Обсуждение: OutOfMemory

Поиск
Список
Период
Сортировка

OutOfMemory

От
postgres@nitwit.de
Дата:
Hi!

I'm not sure whether this is a Java or an DB issue. I select a lot of data
from database, more than would fit into memory - and get an
OutOfMemoryException.

Well, why is this? This is actually what the idea of an Iterator is about,
that the data is progressively fetch and not all at once put into memory,
isn't it?

Now I do have to manually run the query multiple times using LIMIT/OFFSET
(manually adapted to the amount of RAM of the host machine...).

Timo

Re: OutOfMemory

От
"Wagner,Harry"
Дата:
I'm seeing the following msg in my postgres log:

pq_recvbuf: unexpected EOF on client connection

I haven't been able to identify what is causing it, or how to recreate it.
Anyone know where to start looking?  I'm running 7.3.3.  The application
opens and closes it's own connections (no connection pooling) and runs under
tomcat 5.0.18.

Thanks... harry

Re: OutOfMemory

От
Alexander Staubo
Дата:
Earlier versions of the PostgreSQL JDBC driver do not stream data from
the back end: they fetch everything in one go.

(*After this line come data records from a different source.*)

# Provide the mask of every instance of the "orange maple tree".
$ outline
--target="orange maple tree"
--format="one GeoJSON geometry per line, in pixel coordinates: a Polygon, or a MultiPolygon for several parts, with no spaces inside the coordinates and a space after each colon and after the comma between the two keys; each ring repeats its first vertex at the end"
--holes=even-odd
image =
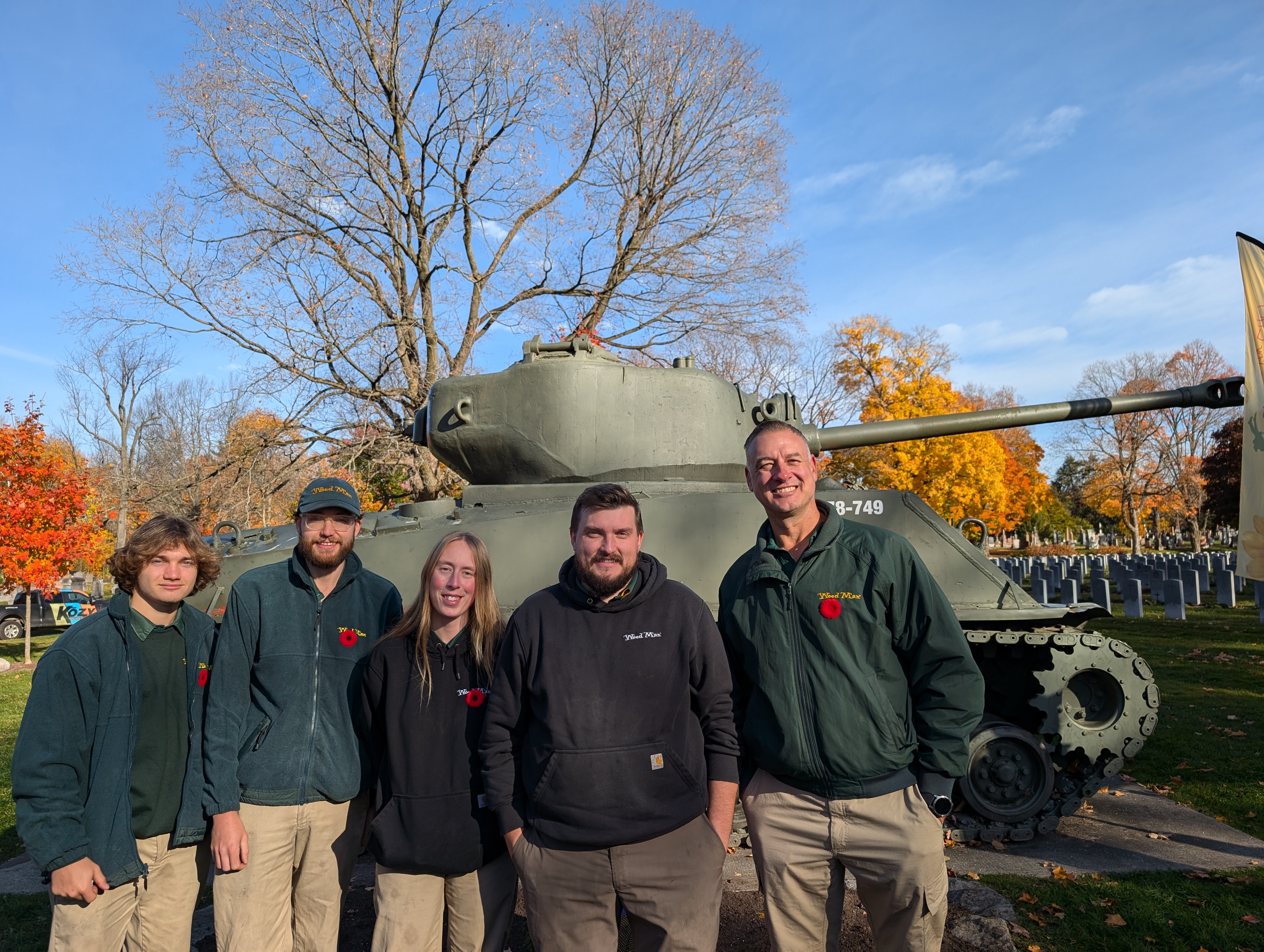
{"type": "Polygon", "coordinates": [[[30,664],[32,592],[51,588],[92,554],[97,530],[85,520],[87,480],[44,436],[39,405],[16,418],[4,405],[0,424],[0,575],[27,593],[27,664],[30,664]]]}

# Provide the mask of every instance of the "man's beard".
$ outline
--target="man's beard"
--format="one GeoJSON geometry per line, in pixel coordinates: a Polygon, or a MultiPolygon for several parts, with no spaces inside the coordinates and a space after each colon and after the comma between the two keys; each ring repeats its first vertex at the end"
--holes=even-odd
{"type": "Polygon", "coordinates": [[[636,574],[636,559],[614,578],[595,574],[593,571],[593,563],[603,555],[605,552],[598,552],[586,563],[580,556],[575,556],[575,573],[579,575],[579,580],[584,584],[584,588],[598,598],[608,598],[616,592],[622,592],[636,574]]]}
{"type": "Polygon", "coordinates": [[[316,566],[317,569],[336,569],[346,561],[346,556],[351,554],[351,547],[355,545],[354,537],[340,540],[337,544],[337,551],[331,555],[325,555],[316,549],[317,541],[320,540],[298,540],[298,554],[303,556],[303,561],[308,565],[316,566]]]}

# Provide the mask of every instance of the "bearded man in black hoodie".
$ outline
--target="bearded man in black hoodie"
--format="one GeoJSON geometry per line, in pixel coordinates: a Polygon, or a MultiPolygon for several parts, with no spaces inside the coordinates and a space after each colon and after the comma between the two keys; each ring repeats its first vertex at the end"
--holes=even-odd
{"type": "Polygon", "coordinates": [[[641,551],[622,485],[580,493],[575,556],[509,619],[479,754],[541,952],[710,952],[737,733],[705,603],[641,551]]]}

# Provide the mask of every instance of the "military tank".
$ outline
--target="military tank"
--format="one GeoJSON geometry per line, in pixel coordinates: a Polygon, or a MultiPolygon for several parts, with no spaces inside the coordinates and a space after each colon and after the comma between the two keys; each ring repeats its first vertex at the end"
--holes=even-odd
{"type": "MultiPolygon", "coordinates": [[[[570,510],[594,483],[618,482],[641,503],[645,547],[713,611],[720,579],[755,541],[763,512],[743,479],[742,444],[762,420],[798,426],[814,453],[978,430],[1178,406],[1240,406],[1241,378],[1159,393],[1007,407],[818,429],[791,393],[758,397],[678,358],[671,368],[621,362],[593,341],[523,344],[498,373],[439,381],[413,424],[469,484],[460,499],[365,513],[356,551],[404,601],[421,588],[435,542],[478,534],[502,611],[556,582],[571,555],[570,510]]],[[[969,747],[945,832],[956,841],[1030,839],[1058,826],[1135,756],[1158,721],[1159,689],[1126,644],[1090,631],[1105,614],[1042,604],[913,493],[820,480],[817,498],[844,518],[899,532],[918,550],[966,632],[986,680],[986,714],[969,747]]],[[[233,580],[288,558],[292,525],[215,527],[226,551],[219,583],[195,602],[224,611],[233,580]]],[[[738,818],[741,819],[741,818],[738,818]]],[[[744,836],[738,826],[734,845],[744,836]]]]}

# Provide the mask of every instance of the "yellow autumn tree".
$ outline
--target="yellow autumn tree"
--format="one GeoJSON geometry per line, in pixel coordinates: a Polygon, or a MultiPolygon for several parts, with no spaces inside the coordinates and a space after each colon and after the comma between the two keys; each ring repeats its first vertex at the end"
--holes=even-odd
{"type": "MultiPolygon", "coordinates": [[[[861,315],[836,333],[838,383],[863,422],[980,408],[945,377],[952,354],[934,331],[905,334],[885,317],[861,315]]],[[[849,484],[915,492],[949,522],[973,516],[999,532],[1047,498],[1043,455],[1030,435],[962,434],[834,453],[824,472],[849,484]]]]}

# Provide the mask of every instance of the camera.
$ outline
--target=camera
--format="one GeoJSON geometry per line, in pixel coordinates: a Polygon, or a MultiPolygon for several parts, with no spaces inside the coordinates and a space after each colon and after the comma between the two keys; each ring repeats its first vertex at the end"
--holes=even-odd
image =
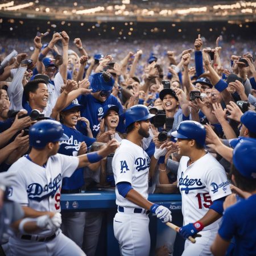
{"type": "Polygon", "coordinates": [[[249,64],[248,64],[248,63],[247,62],[247,60],[245,59],[240,58],[238,60],[238,61],[239,62],[242,62],[242,63],[245,63],[245,67],[249,67],[249,64]]]}
{"type": "Polygon", "coordinates": [[[171,88],[171,83],[169,80],[163,80],[162,84],[163,85],[163,89],[170,89],[171,88]]]}
{"type": "Polygon", "coordinates": [[[189,101],[193,101],[196,98],[200,98],[201,92],[200,90],[191,90],[189,93],[189,101]]]}
{"type": "Polygon", "coordinates": [[[166,125],[166,128],[163,129],[158,134],[158,140],[160,142],[166,141],[168,138],[168,132],[172,129],[174,118],[167,117],[165,114],[158,114],[152,118],[152,123],[156,128],[160,128],[166,125]]]}
{"type": "Polygon", "coordinates": [[[237,105],[239,106],[242,113],[245,113],[246,111],[248,111],[250,104],[248,101],[237,101],[237,105]]]}

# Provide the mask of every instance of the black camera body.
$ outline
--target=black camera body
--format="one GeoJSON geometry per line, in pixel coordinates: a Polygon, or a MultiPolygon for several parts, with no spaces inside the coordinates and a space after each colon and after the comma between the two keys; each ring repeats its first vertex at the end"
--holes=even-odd
{"type": "Polygon", "coordinates": [[[237,101],[237,105],[239,106],[242,113],[245,113],[246,111],[248,111],[250,102],[245,101],[237,101]]]}
{"type": "Polygon", "coordinates": [[[158,140],[160,142],[166,141],[168,138],[168,133],[172,129],[174,118],[167,117],[165,114],[158,114],[152,118],[152,123],[156,128],[166,125],[166,129],[158,134],[158,140]]]}

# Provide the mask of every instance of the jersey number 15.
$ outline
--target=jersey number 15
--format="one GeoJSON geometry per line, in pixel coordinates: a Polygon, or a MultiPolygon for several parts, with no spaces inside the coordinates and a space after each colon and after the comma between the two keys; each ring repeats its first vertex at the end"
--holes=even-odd
{"type": "Polygon", "coordinates": [[[202,209],[202,196],[203,196],[203,206],[205,208],[209,208],[212,204],[212,201],[210,199],[210,196],[209,193],[199,193],[196,196],[198,199],[199,208],[202,209]]]}

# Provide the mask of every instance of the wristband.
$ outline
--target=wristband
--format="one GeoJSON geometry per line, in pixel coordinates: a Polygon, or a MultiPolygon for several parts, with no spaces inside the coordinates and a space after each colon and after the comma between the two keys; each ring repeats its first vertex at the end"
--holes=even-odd
{"type": "Polygon", "coordinates": [[[88,161],[90,163],[97,163],[100,161],[103,157],[100,155],[97,152],[92,152],[91,153],[88,153],[86,154],[88,161]]]}
{"type": "Polygon", "coordinates": [[[153,205],[151,205],[151,207],[150,207],[150,212],[151,212],[152,213],[155,214],[155,210],[156,210],[157,208],[159,206],[159,205],[158,204],[154,204],[153,205]]]}
{"type": "Polygon", "coordinates": [[[199,232],[202,230],[204,228],[204,224],[200,221],[196,221],[196,222],[193,224],[193,225],[199,232]]]}

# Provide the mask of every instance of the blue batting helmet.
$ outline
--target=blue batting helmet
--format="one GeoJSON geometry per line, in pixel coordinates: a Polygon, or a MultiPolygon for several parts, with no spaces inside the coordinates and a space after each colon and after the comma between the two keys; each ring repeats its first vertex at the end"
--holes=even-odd
{"type": "Polygon", "coordinates": [[[33,125],[29,131],[30,145],[43,148],[49,142],[69,139],[63,133],[62,125],[54,120],[42,120],[33,125]]]}
{"type": "Polygon", "coordinates": [[[177,139],[195,139],[196,143],[204,146],[205,142],[205,128],[201,123],[193,121],[184,121],[180,122],[177,130],[173,131],[172,136],[177,139]]]}
{"type": "Polygon", "coordinates": [[[136,105],[126,110],[125,113],[125,129],[131,123],[139,121],[147,120],[155,115],[150,114],[148,108],[143,105],[136,105]]]}
{"type": "Polygon", "coordinates": [[[233,152],[233,163],[241,175],[256,179],[256,139],[242,138],[233,152]]]}
{"type": "Polygon", "coordinates": [[[100,90],[111,91],[115,82],[109,72],[96,73],[90,76],[89,80],[92,92],[100,90]]]}

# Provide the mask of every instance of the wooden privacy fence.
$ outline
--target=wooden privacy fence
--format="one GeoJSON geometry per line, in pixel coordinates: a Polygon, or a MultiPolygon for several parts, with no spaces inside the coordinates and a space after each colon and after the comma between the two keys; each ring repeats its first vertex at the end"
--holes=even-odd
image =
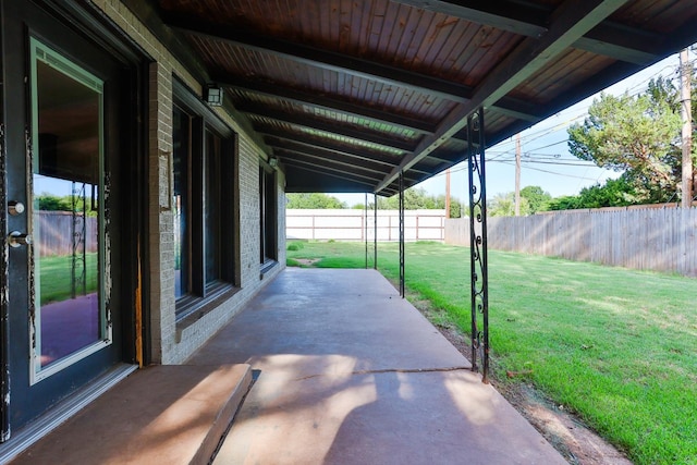
{"type": "MultiPolygon", "coordinates": [[[[405,241],[442,241],[445,210],[405,210],[405,241]]],[[[288,209],[288,238],[319,241],[374,241],[376,235],[374,210],[356,209],[288,209]]],[[[400,240],[398,210],[378,210],[378,241],[400,240]]]]}
{"type": "MultiPolygon", "coordinates": [[[[498,250],[697,277],[697,208],[565,210],[488,219],[498,250]]],[[[445,220],[445,243],[469,245],[469,220],[445,220]]]]}
{"type": "MultiPolygon", "coordinates": [[[[86,220],[85,252],[97,252],[97,218],[87,217],[86,220]]],[[[34,213],[34,221],[38,224],[38,231],[33,235],[40,256],[73,254],[73,215],[70,211],[38,211],[34,213]]],[[[77,221],[82,221],[82,217],[78,217],[77,221]]],[[[81,232],[80,230],[81,228],[78,228],[78,232],[81,232]]],[[[80,253],[82,253],[82,247],[80,253]]]]}

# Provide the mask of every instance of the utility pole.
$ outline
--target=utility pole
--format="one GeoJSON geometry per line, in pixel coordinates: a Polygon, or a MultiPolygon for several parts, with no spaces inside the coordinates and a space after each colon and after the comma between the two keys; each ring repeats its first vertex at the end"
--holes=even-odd
{"type": "Polygon", "coordinates": [[[450,168],[445,171],[445,218],[450,218],[450,168]]]}
{"type": "Polygon", "coordinates": [[[521,133],[515,135],[515,216],[521,216],[521,133]]]}
{"type": "Polygon", "coordinates": [[[693,74],[692,68],[693,66],[689,63],[688,49],[683,49],[680,52],[680,99],[681,112],[683,117],[683,197],[681,206],[683,208],[690,208],[693,205],[693,112],[689,95],[693,74]]]}

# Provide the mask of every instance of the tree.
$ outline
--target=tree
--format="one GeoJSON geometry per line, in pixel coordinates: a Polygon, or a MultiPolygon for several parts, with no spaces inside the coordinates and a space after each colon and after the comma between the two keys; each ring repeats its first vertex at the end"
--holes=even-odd
{"type": "Polygon", "coordinates": [[[313,194],[286,194],[286,208],[294,210],[299,208],[309,209],[328,209],[328,208],[346,208],[346,205],[337,197],[321,193],[313,194]]]}
{"type": "Polygon", "coordinates": [[[616,180],[608,180],[604,184],[584,187],[575,196],[552,199],[550,210],[573,210],[576,208],[626,207],[643,204],[636,195],[633,184],[622,175],[616,180]]]}
{"type": "Polygon", "coordinates": [[[568,131],[570,151],[598,167],[622,171],[641,203],[662,203],[680,189],[681,118],[670,88],[651,82],[637,97],[602,94],[583,124],[568,131]]]}
{"type": "MultiPolygon", "coordinates": [[[[527,200],[529,213],[535,215],[538,211],[547,210],[547,205],[552,199],[552,196],[540,186],[525,186],[521,189],[521,198],[527,200]]],[[[521,213],[523,213],[522,210],[521,213]]]]}
{"type": "Polygon", "coordinates": [[[81,196],[73,198],[70,195],[64,195],[59,197],[53,194],[41,193],[35,197],[35,200],[38,203],[39,210],[42,211],[73,211],[74,208],[75,211],[82,212],[84,208],[88,217],[97,216],[97,211],[91,208],[93,205],[90,199],[83,198],[81,196]],[[74,207],[73,200],[75,201],[74,207]],[[87,203],[86,207],[85,201],[87,203]]]}

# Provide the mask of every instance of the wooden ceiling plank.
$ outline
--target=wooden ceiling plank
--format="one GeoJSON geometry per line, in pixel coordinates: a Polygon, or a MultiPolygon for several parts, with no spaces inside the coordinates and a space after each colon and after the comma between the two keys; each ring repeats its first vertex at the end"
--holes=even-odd
{"type": "MultiPolygon", "coordinates": [[[[340,155],[353,156],[357,158],[365,158],[368,160],[379,160],[380,162],[387,162],[388,164],[394,166],[394,159],[384,155],[378,155],[376,152],[369,150],[362,150],[356,147],[346,147],[343,144],[335,143],[332,140],[316,140],[316,139],[304,139],[298,140],[297,134],[290,131],[282,131],[279,129],[272,129],[268,126],[257,125],[255,131],[258,131],[259,134],[265,136],[265,143],[269,139],[269,137],[276,137],[278,139],[284,140],[285,143],[292,142],[296,144],[303,144],[311,147],[321,148],[323,150],[337,152],[340,155]]],[[[278,140],[272,140],[274,144],[278,144],[278,140]]]]}
{"type": "MultiPolygon", "coordinates": [[[[168,26],[198,37],[233,44],[249,50],[270,53],[294,62],[331,70],[338,73],[350,73],[353,76],[363,77],[369,81],[377,81],[382,84],[406,88],[439,97],[458,103],[466,102],[473,93],[473,88],[463,84],[445,81],[426,74],[415,73],[401,68],[387,65],[383,63],[368,61],[356,57],[350,57],[333,51],[321,50],[297,42],[274,39],[269,36],[260,36],[249,32],[242,32],[235,28],[224,27],[210,22],[203,22],[191,17],[180,17],[168,14],[164,16],[168,26]]],[[[221,82],[221,84],[223,84],[221,82]]],[[[505,100],[500,105],[506,110],[505,100]]],[[[492,106],[492,110],[496,107],[492,106]]],[[[526,117],[536,119],[535,114],[526,117]]]]}
{"type": "MultiPolygon", "coordinates": [[[[540,37],[547,33],[545,21],[540,19],[552,12],[546,5],[523,5],[511,1],[395,1],[527,37],[540,37]]],[[[660,41],[659,34],[604,21],[589,30],[586,36],[578,38],[573,47],[628,63],[646,65],[656,61],[657,54],[647,52],[645,45],[650,48],[652,44],[660,41]],[[640,49],[637,48],[638,45],[641,45],[640,49]]]]}
{"type": "Polygon", "coordinates": [[[379,184],[376,192],[390,185],[401,171],[406,171],[424,157],[462,130],[467,117],[479,107],[497,102],[515,86],[551,62],[578,38],[596,27],[628,0],[567,0],[551,17],[549,32],[539,39],[525,39],[509,57],[503,59],[489,76],[477,86],[467,101],[453,110],[432,136],[426,136],[416,150],[404,158],[379,184]]]}
{"type": "Polygon", "coordinates": [[[310,130],[337,134],[344,137],[351,137],[391,149],[412,151],[415,146],[415,143],[411,140],[403,140],[394,136],[377,134],[368,129],[351,127],[337,122],[330,123],[327,121],[321,121],[317,118],[308,117],[307,114],[296,114],[288,111],[270,110],[255,103],[241,103],[236,105],[235,108],[237,108],[237,110],[242,111],[243,113],[268,118],[271,120],[295,124],[310,130]]]}
{"type": "Polygon", "coordinates": [[[306,162],[302,162],[302,161],[293,161],[293,160],[285,160],[284,163],[286,166],[290,167],[295,167],[297,169],[302,169],[305,171],[309,171],[313,173],[317,173],[317,174],[321,174],[325,176],[332,176],[339,180],[344,180],[344,181],[350,181],[352,183],[355,184],[362,184],[364,186],[366,186],[366,192],[370,192],[371,187],[372,187],[372,183],[370,181],[365,181],[365,180],[360,180],[360,179],[356,179],[352,175],[347,175],[347,173],[337,173],[335,171],[330,171],[330,170],[325,170],[321,167],[318,167],[315,163],[306,163],[306,162]]]}
{"type": "Polygon", "coordinates": [[[273,150],[273,155],[277,156],[281,161],[286,159],[295,159],[296,157],[303,157],[310,160],[316,160],[315,163],[318,166],[338,166],[340,169],[346,171],[347,173],[353,173],[356,175],[366,175],[372,179],[371,174],[380,175],[380,173],[384,172],[381,169],[371,169],[365,164],[360,163],[352,163],[351,161],[341,160],[338,158],[328,159],[327,157],[322,157],[321,155],[316,155],[310,150],[293,150],[292,148],[278,148],[273,150]]]}
{"type": "Polygon", "coordinates": [[[359,172],[356,172],[355,168],[348,170],[338,162],[327,162],[328,160],[322,160],[322,163],[318,163],[317,157],[313,157],[306,154],[293,152],[286,154],[285,156],[279,155],[278,157],[282,163],[304,163],[316,169],[322,169],[325,171],[338,173],[339,175],[350,175],[354,179],[360,179],[368,182],[375,183],[376,179],[380,178],[380,173],[372,173],[374,175],[362,174],[359,172]]]}
{"type": "Polygon", "coordinates": [[[539,20],[539,14],[519,3],[512,1],[467,0],[395,0],[399,3],[423,10],[443,13],[473,23],[494,27],[509,33],[527,37],[539,37],[547,33],[547,27],[539,20]]]}

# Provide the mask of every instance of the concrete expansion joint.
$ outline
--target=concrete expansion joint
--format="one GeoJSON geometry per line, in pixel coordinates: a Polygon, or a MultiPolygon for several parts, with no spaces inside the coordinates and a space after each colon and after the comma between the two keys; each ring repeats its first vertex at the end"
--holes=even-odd
{"type": "MultiPolygon", "coordinates": [[[[443,372],[443,371],[472,371],[470,367],[441,367],[441,368],[386,368],[381,370],[356,370],[351,371],[351,376],[365,376],[365,375],[381,375],[388,372],[443,372]]],[[[306,379],[320,378],[328,376],[327,374],[317,374],[304,376],[302,378],[295,378],[295,381],[304,381],[306,379]]]]}

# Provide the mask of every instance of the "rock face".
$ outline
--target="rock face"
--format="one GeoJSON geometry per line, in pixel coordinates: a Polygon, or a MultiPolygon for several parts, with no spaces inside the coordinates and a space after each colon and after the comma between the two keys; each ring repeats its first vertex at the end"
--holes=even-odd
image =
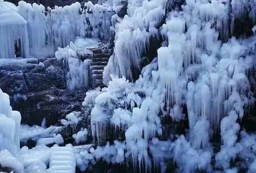
{"type": "Polygon", "coordinates": [[[66,89],[63,63],[57,59],[31,59],[0,66],[0,88],[11,96],[11,106],[22,123],[53,125],[66,114],[79,110],[86,90],[66,89]]]}
{"type": "MultiPolygon", "coordinates": [[[[103,86],[102,73],[113,49],[109,43],[91,49],[89,85],[103,86]]],[[[82,111],[81,104],[87,88],[67,89],[67,61],[57,58],[27,59],[0,61],[0,88],[10,96],[13,110],[22,115],[21,122],[46,126],[55,125],[73,111],[82,111]]]]}

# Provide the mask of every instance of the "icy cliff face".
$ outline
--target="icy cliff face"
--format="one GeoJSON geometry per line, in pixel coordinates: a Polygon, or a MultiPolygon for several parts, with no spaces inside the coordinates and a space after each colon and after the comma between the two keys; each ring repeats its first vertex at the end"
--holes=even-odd
{"type": "MultiPolygon", "coordinates": [[[[104,71],[108,87],[96,97],[91,111],[93,135],[101,142],[111,136],[111,126],[115,134],[125,133],[125,160],[144,171],[153,163],[165,171],[170,158],[183,172],[243,169],[230,164],[235,158],[253,168],[255,154],[246,156],[242,151],[249,138],[248,146],[254,145],[254,136],[241,132],[237,122],[255,101],[247,77],[255,53],[248,54],[247,44],[232,35],[239,19],[255,25],[255,2],[187,0],[181,11],[169,12],[166,3],[129,1],[127,15],[112,18],[117,21],[115,45],[104,71]],[[163,39],[157,59],[143,69],[137,81],[128,82],[125,77],[132,79],[133,69],[140,68],[153,35],[163,39]],[[165,118],[187,120],[187,132],[160,141],[167,130],[165,118]],[[241,134],[245,135],[239,139],[241,134]],[[218,134],[222,146],[216,152],[210,140],[218,134]]],[[[251,35],[252,31],[251,27],[251,35]]]]}
{"type": "Polygon", "coordinates": [[[9,96],[0,89],[0,150],[19,153],[21,119],[19,112],[12,110],[9,96]]]}
{"type": "Polygon", "coordinates": [[[53,56],[58,47],[74,42],[77,37],[107,40],[111,35],[114,12],[111,7],[91,1],[83,8],[78,2],[54,9],[23,1],[17,7],[7,2],[0,5],[1,59],[14,58],[15,49],[21,49],[23,57],[48,57],[53,56]]]}
{"type": "Polygon", "coordinates": [[[29,55],[27,21],[11,3],[0,1],[0,59],[15,57],[15,47],[21,56],[29,55]]]}

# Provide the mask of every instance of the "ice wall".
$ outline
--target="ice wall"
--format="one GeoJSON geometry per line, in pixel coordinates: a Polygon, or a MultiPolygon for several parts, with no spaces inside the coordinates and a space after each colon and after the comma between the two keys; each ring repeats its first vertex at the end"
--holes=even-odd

The PostgreSQL 7.4 JDBC driver supports JDBC's setFetchSize()
operation, and will use PostgreSQL cursors internally. If you set the
fetch size to something >0, it will correctly [*] and transparently
stream data on demand. The driver works perfectly with earlier
versions of PostgreSQL.

With earlier versions of the driver, you can emulate the behaviour by
first doing this:

   stmt.executeUpdate("declare foo cursor for select * from bar");

and then for each batch, as an executeQuery():

   rs = stmt.executeQuery("fetch forward 200 from foo");

and when you're done with the cursor,

   stmt.executeUpdate("close foo");

[*] Beware of transactions with many queries. The JDBC driver never
explicitly closes its cursors, and instead relies on the back end to
close them when the transaction is committed or aborted. In my
testing, the back end consistently runs out of memory in such cases.
We are, however, talking about thousands of queries. For all I know
this may have been fixed after the 7.4.1 release.

Alexander.

on 2004-03-29 17:42 postgres@nitwit.de wrote:

> Hi!
>
> I'm not sure whether this is a Java or an DB issue. I select a lot of data
> from database, more than would fit into memory - and get an
> OutOfMemoryException.
>
> Well, why is this? This is actually what the idea of an Iterator is about,
> that the data is progressively fetch and not all at once put into memory,
> isn't it?
>
> Now I do have to manually run the query multiple times using LIMIT/OFFSET
> (manually adapted to the amount of RAM of the host machine...).
>
> Timo
>
> ---------------------------(end of broadcast)---------------------------
> TIP 5: Have you checked our extensive FAQ?
>
>                http://www.postgresql.org/docs/faqs/FAQ.html
>


Re: OutOfMemory

От
Guido Fiala
Дата:
Am Montag, 29. März 2004 18:30 schrieb Alexander Staubo:
> Earlier versions of the PostgreSQL JDBC driver do not stream data from
> the back end: they fetch everything in one go.
>
> The PostgreSQL 7.4 JDBC driver supports JDBC's setFetchSize()
> operation, and will use PostgreSQL cursors internally. If you set the
> fetch size to something >0, it will correctly [*] and transparently
> stream data on demand. The driver works perfectly with earlier
> versions of PostgreSQL.
>
> With earlier versions of the driver, you can emulate the behaviour by
> first doing this:
>
>    stmt.executeUpdate("declare foo cursor for select * from bar");
>
> and then for each batch, as an executeQuery():
>
>    rs = stmt.executeQuery("fetch forward 200 from foo");
>
> and when you're done with the cursor,
>
>    stmt.executeUpdate("close foo");

By chance i'am currently at the same point, unfortunately i don't get it
working as expected.

-after calling ResultSet.last() the getRow() still reflects the fetchsize (how
to get the number of records for e.g. a progress-bar?)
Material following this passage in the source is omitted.